Lake in County Donegal, Ireland

Lough Beagh, also known as Lough Veagh, is a freshwater lake in the northwest of Ireland. It is located in north County Donegal and is part of Glenveagh National Park.

==Geography==
Lough Beagh is about 24 km northwest of Letterkenny. It measures about 6 km long and 1 km wide and lies in the narrow Glenveagh valley surrounded by the Derryveagh and Glendowan Mountains. Steep granite cliffs rise on both sides of the lake to heights of about 300 m. The lake has numerous small islands at its northern end.

==Hydrology==
Lough Beagh is fed mainly by the Owenbeagh River entering at its southern end. The lake drains northwards into the Owencarrow River.

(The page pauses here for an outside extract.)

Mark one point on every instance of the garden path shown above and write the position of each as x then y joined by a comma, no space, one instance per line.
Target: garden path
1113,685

The Owencarrow connects the lake with its similar northern neighbour, Glen Lough.

==Natural history==
Fish species in Lough Beagh include brown trout (including sea trout), Arctic char, salmon, minnow and the critically endangered European eel. Bird life includes the migrating red-throated diver and the reintroduced golden eagle.

==History==
The lake is mentioned in the Annals of the Four Masters, where in about 1540 sons of Ó Domnaill "held the crannog of Loch Veagh and from it were greatly troubling the country".